Após o banho, ela se sentou na cama, a toalha enrolada ao redor da cintura, e me olhou com um brilho travesso no olhar.
— Eu sou muito boa no desenho, não é?
Fiquei parada por um instante, me virando para ajudá-la a se vestir.
— Você é excelente, Giorgia. Tenho certeza de que um dia você será uma grande artista.
Ela sorriu, satisfeita com o elogio, e então, como um raio de sol, pulou da cama, animada para correr até o jardim.
— Agora vou lá brincar!
Giorgia correu em direção ao gramado, com o vento bagunçando seus cabelos enquanto ela se virava para me chamar. Eu a segui, tentando não perder o ritmo dela. Ela adorava aquele jardim, onde passava a maior parte de seu tempo livre. O sol estava forte, aquecendo o ambiente e fazendo as cores das flores ao redor parecerem ainda mais vivas.
— Vamos brincar de esconde-esconde? — ela perguntou, com os olhos brilhando de empolgação.
Eu sorri, feliz por vê-la tão animada.
— Está bem, você se esconde e eu conto! — respondi, já me preparando para brincar.
Giorgia deu um pulo de felicidade e, antes que eu pudesse começar a contar, ela já estava correndo em direção ao lado oposto do jardim, tentando encontrar o lugar perfeito para se esconder. Eu ri, contando de olhos fechados.
— Um… dois… três… — fui contando em voz alta, sabendo que ela não demoraria para se esconder.
Quando terminei de contar até dez, abri os olhos e comecei a procurar, tentando ser o mais silenciosa possível para não dar a ela nenhuma pista. Olhei para trás, para as árvores e os arbustos, e logo vi um movimento atrás de um grande arbusto perto da cerca do jardim.
— Aí está você! — gritei, correndo até o ponto onde ela estava escondida.
Ela saiu de trás do arbusto rindo e me deu uma corridinha rápida para tentar escapar, mas eu a alcancei com facilidade.
— Ah, não, você não vai escapar! — falei, segurando-a pelas costas enquanto ela ria.
Giorgia ficou rindo, fazendo graça, e quando conseguimos parar de correr um pouco, ela se virou para mim.
— Eu sou boa nesse jogo! — disse, com um sorriso orgulhoso no rosto.
— É, você é! Agora é sua vez de contar — respondi, já me preparando para esconder.
Ela me deu uma última risada antes de começar a contar, e eu me escondi atrás de uma árvore, esperando ela me procurar.

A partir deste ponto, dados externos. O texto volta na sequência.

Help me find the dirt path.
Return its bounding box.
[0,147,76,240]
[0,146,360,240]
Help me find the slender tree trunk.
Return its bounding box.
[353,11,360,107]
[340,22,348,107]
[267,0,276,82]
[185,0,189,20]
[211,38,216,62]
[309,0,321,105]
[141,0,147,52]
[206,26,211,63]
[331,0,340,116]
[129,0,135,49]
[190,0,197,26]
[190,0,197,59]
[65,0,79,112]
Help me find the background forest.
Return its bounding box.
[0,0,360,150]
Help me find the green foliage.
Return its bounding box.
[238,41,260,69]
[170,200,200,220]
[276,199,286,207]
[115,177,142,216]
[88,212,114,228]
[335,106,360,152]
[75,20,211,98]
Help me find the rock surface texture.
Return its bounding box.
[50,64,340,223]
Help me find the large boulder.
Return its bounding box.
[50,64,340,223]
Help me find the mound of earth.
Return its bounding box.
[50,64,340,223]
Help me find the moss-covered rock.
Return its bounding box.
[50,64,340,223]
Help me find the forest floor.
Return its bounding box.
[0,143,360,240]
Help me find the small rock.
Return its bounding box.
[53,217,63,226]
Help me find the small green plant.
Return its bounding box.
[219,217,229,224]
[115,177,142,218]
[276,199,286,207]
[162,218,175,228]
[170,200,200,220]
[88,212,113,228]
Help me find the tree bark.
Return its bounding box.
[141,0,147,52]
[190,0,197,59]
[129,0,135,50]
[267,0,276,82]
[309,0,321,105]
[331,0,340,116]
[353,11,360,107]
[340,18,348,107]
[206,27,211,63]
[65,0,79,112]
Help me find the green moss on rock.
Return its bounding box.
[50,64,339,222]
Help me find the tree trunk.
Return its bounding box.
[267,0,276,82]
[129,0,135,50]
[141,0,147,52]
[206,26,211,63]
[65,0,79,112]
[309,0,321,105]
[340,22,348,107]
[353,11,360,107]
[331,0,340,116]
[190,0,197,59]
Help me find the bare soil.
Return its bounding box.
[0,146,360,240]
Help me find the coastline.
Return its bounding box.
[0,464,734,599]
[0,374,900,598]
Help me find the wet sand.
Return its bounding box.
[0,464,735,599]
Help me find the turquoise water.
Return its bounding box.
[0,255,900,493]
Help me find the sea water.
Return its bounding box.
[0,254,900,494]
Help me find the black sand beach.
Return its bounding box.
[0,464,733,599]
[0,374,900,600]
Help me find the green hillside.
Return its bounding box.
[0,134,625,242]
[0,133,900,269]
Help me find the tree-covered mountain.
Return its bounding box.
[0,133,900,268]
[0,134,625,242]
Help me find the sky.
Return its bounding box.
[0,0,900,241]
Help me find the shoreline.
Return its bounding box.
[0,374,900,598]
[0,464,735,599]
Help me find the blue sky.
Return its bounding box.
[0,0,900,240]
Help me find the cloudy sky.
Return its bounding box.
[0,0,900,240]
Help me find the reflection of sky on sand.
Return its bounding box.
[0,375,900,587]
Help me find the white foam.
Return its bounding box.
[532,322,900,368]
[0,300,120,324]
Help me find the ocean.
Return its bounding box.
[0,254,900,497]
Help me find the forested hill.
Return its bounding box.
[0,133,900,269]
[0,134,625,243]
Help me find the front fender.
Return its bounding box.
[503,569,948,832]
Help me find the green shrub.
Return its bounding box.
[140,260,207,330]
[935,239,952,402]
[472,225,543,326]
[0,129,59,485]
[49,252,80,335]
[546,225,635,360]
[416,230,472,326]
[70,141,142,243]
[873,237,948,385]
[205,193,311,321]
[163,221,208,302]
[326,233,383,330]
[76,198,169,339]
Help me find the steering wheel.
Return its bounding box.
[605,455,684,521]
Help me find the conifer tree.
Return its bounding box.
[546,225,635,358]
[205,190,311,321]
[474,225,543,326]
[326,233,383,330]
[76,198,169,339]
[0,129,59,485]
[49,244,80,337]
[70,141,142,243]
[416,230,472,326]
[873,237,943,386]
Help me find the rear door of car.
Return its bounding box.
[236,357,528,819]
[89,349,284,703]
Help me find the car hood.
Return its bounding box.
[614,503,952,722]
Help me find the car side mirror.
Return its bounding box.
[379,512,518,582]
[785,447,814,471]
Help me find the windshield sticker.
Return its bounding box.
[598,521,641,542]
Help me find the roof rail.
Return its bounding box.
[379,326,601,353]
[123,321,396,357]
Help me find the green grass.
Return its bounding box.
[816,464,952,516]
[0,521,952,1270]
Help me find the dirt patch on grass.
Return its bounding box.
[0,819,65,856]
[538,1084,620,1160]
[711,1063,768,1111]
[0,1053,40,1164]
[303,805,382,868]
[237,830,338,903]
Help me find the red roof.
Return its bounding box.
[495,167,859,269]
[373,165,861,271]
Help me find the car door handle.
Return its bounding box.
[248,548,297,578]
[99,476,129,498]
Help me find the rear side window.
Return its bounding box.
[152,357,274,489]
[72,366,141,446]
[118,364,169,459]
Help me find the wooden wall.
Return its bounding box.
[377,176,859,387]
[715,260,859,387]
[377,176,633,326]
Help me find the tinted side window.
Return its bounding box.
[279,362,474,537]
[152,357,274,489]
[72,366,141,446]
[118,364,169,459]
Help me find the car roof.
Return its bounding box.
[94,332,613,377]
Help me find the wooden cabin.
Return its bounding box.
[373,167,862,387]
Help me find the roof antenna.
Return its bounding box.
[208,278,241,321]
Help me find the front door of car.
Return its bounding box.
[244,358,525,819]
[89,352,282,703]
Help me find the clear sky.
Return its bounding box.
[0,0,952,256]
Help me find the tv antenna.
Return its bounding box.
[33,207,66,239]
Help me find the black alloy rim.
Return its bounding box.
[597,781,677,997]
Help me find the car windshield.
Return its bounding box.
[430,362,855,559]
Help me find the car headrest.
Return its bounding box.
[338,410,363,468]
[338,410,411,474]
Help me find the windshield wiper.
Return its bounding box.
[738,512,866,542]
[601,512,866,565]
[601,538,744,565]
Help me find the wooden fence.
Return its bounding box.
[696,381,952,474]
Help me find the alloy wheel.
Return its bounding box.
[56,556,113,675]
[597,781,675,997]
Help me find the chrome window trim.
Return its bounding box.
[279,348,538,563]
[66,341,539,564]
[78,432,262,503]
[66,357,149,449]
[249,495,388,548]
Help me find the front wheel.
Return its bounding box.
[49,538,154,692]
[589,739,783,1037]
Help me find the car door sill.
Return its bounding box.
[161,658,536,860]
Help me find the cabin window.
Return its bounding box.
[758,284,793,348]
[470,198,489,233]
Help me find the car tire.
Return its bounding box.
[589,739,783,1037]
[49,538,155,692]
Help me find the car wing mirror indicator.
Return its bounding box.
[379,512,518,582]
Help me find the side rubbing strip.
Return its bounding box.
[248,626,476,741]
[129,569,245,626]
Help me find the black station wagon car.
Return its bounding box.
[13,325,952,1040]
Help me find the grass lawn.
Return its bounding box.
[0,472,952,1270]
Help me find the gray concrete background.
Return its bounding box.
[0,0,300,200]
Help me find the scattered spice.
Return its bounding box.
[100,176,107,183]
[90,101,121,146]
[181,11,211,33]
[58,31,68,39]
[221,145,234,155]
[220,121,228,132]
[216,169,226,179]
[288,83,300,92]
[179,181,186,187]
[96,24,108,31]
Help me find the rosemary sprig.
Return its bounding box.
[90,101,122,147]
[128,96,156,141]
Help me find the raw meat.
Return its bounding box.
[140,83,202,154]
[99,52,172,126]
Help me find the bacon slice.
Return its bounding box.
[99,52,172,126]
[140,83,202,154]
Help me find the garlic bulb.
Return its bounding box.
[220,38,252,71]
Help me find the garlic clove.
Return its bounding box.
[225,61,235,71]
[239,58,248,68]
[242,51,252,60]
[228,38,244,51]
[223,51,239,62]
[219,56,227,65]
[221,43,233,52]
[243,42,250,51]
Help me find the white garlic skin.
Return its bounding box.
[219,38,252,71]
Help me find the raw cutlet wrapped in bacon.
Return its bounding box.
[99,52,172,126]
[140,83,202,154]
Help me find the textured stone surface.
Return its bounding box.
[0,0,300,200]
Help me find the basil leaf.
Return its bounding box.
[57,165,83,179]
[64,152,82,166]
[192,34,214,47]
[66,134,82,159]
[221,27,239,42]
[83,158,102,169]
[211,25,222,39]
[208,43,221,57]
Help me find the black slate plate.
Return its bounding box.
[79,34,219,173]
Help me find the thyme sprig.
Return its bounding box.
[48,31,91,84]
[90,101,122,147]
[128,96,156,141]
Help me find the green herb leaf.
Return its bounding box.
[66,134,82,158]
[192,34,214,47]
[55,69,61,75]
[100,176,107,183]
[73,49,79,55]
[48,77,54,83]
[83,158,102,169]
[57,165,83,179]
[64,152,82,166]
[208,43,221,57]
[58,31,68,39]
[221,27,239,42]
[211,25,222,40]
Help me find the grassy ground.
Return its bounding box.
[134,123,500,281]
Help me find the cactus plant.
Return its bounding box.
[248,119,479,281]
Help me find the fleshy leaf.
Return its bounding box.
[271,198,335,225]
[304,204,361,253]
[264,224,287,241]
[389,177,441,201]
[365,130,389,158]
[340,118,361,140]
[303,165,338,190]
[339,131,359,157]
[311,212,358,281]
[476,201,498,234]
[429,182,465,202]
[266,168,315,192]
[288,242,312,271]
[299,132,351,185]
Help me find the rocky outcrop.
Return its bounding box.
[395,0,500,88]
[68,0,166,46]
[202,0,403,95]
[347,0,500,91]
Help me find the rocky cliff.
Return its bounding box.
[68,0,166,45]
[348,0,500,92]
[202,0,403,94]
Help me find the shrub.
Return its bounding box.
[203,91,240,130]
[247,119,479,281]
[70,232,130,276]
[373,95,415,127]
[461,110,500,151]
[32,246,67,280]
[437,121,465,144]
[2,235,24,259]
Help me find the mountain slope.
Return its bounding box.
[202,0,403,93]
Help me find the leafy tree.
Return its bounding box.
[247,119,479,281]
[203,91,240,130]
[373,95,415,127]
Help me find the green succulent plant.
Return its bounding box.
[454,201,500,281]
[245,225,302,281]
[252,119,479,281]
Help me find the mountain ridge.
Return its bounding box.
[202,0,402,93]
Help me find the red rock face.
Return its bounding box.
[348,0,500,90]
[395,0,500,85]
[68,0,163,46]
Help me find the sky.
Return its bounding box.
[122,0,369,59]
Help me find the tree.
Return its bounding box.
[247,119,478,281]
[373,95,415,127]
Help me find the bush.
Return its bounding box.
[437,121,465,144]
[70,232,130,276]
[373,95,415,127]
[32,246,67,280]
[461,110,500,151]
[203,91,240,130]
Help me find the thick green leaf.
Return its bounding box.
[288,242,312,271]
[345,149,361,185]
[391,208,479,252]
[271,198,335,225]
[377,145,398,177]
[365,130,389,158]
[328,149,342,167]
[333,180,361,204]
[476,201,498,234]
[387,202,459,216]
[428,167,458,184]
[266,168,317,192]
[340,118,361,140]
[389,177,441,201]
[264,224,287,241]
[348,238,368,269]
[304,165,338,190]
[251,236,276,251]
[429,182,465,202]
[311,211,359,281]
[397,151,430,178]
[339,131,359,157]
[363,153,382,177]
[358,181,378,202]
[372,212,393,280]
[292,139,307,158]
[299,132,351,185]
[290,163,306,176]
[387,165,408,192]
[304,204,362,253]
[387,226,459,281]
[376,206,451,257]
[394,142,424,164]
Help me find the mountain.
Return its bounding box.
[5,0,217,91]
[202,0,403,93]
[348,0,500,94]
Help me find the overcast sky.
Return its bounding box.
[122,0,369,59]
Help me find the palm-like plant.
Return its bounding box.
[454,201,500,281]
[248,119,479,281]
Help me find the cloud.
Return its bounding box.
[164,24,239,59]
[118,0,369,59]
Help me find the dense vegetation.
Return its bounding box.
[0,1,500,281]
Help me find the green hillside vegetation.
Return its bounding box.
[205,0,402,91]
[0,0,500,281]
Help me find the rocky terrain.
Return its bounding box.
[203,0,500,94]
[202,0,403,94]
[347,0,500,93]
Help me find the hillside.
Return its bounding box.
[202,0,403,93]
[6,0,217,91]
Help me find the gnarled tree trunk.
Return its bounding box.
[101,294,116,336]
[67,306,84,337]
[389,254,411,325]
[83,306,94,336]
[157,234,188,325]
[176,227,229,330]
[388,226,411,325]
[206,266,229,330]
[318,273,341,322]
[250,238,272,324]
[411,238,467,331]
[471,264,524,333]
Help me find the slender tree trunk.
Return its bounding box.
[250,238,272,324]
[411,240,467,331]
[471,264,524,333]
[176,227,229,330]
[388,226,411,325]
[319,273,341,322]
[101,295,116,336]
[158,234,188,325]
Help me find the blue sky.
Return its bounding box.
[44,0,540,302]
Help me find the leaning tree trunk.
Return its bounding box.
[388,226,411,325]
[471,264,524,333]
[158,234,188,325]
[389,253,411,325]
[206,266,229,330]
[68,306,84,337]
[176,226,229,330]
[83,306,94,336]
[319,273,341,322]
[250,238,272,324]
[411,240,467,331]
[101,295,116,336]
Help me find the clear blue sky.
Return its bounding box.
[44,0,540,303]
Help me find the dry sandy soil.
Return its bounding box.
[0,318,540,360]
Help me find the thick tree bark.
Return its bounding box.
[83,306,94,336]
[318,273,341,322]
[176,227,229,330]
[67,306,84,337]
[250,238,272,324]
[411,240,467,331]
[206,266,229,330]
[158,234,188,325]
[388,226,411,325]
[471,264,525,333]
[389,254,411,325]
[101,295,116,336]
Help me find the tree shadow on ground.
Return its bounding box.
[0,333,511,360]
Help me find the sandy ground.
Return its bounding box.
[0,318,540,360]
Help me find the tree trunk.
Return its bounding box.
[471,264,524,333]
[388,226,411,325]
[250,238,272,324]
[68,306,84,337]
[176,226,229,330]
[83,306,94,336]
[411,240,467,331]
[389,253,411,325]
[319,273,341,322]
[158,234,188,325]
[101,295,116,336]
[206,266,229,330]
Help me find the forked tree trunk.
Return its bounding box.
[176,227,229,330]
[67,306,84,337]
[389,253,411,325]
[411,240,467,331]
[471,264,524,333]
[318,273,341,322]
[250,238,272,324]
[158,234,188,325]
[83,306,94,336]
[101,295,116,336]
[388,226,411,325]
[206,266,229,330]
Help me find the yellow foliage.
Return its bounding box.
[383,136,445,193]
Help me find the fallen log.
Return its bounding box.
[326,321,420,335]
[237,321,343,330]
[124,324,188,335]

A tarde estava tranquila, o tipo de momento simples que me fazia perceber como as crianças podem ser naturalmente felizes com as coisas mais simples.
Depois de algum tempo, Giorgia me encontrou, e eu decidi que já estava na hora de ir para dentro. Ela estava começando a suar, e sabia que, depois de brincar um pouco mais, era hora do banho.
— Vamos entrar agora, Gio? — perguntei, tentando não parecer apressada.
Ela fez um bico, mas, como sempre, aceitou a ideia sem muito drama.
— Só um minutinho! — ela pediu, ainda relutante em deixar o jardim.
Eu sorri, segurando sua mão enquanto ela olhava para trás, querendo mais um pouco de diversão, mas logo desistindo e correndo de volta para a casa.
— Papai! — ela gritou, ao avistar Matteo chegando na entrada. Eu olhei para ele também, vendo-o caminhar em direção a ela, e não pude deixar de perceber como a cena parecia simples, mas ao mesmo tempo cheia de significados. Giorgia correu até ele, saltando em seus braços, e eu fiquei ali observando, ainda sem entender tudo que estava envolvido na dinâmica daquela família.
Agora, de volta à rotina, eu sabia que meu trabalho estava só começando.